For millions around the world, the basic daily function of cooking is a dire health threat. The World Health Organization
calls dirty cookstoves one of the top five health problems globally, a problem which causes two million preventable deaths each year.
Speaking of women the world over toiling over dirty cookstoves, Secretary of State Hillary Rodham Clinton told a midday plenary session of the Clinton Global Initiative
: The food they prepare is different, but the air is the same.

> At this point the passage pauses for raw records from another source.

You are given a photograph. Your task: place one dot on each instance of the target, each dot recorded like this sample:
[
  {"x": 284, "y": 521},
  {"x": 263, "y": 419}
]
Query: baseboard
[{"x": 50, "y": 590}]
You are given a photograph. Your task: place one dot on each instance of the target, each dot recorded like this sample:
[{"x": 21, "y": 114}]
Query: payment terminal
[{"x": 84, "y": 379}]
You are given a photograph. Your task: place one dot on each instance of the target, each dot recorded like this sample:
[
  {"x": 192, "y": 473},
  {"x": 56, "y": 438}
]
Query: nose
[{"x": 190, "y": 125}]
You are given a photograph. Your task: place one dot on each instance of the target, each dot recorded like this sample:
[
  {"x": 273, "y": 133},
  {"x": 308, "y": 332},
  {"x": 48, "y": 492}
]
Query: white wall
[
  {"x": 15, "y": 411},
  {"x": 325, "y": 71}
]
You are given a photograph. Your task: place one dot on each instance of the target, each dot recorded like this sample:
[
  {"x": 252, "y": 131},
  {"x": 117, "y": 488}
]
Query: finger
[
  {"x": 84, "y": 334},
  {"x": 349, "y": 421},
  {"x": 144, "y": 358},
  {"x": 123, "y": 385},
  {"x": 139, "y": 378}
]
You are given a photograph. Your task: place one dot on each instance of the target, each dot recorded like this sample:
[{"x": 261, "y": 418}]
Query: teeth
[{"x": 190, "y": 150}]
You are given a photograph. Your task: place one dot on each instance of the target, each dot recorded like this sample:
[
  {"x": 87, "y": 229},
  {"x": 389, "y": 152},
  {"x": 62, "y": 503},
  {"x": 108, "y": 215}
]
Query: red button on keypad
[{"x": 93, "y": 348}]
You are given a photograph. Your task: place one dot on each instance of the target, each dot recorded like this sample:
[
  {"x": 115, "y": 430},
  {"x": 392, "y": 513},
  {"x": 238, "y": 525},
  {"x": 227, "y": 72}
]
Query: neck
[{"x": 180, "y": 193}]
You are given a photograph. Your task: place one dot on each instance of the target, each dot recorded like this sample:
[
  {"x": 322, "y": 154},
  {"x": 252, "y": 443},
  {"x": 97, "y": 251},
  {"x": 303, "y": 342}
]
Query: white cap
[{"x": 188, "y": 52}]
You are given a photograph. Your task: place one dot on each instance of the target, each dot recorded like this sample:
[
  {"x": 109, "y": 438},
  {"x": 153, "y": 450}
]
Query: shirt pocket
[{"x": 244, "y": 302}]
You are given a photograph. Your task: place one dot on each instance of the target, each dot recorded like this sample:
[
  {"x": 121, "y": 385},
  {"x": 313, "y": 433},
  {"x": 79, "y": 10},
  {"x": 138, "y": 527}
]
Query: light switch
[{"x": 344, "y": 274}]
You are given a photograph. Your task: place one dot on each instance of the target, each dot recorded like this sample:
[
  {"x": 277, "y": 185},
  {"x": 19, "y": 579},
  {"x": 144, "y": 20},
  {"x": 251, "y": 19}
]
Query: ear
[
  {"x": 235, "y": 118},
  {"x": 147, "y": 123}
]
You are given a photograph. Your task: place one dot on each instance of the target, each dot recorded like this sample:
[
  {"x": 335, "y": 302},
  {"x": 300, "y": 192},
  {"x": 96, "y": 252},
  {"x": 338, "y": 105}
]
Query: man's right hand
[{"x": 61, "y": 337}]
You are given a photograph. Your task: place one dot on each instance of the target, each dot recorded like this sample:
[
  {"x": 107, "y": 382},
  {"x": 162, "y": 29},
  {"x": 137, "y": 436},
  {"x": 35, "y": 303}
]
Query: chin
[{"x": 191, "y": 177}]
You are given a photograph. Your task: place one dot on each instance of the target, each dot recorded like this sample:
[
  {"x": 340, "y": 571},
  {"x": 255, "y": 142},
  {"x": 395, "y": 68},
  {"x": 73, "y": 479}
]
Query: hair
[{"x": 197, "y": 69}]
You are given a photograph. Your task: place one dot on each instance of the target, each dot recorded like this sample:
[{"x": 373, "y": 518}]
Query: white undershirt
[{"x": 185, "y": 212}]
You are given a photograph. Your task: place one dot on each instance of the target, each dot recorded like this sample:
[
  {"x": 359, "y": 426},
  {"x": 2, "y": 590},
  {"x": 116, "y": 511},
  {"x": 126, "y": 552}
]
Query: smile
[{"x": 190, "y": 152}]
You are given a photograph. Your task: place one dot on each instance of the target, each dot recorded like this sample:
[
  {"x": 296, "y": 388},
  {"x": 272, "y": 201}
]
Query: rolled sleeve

A toxic mix of chemicals" releases poisons at 200 times the level our country's Environmental Protection Agency deems safe, Repeated exposure leads to pneumonia, lung cancer and respitory diseases.
Secretary Clinton then announced a commitment of $50.82 million over the next five years to a new United Nations Foundation initiative
: The Global Alliance for Clean Cookstoves
, an initiative that aims to place clean cookstoves in 100 million households by 2020, save two million people each year and protect the lives of some three billion people globally.
"Today we can finally envision a future in which open fires and dirty stoves are replaced by clean, efficient and affordable stoves and fuels all over the world -- stoves that still cost as little as $25," said Secretary Clinton. "By upgrading these dirty stoves, millions of lives could be saved and improved. Clean stoves could be as transformative as bed nets or vaccines."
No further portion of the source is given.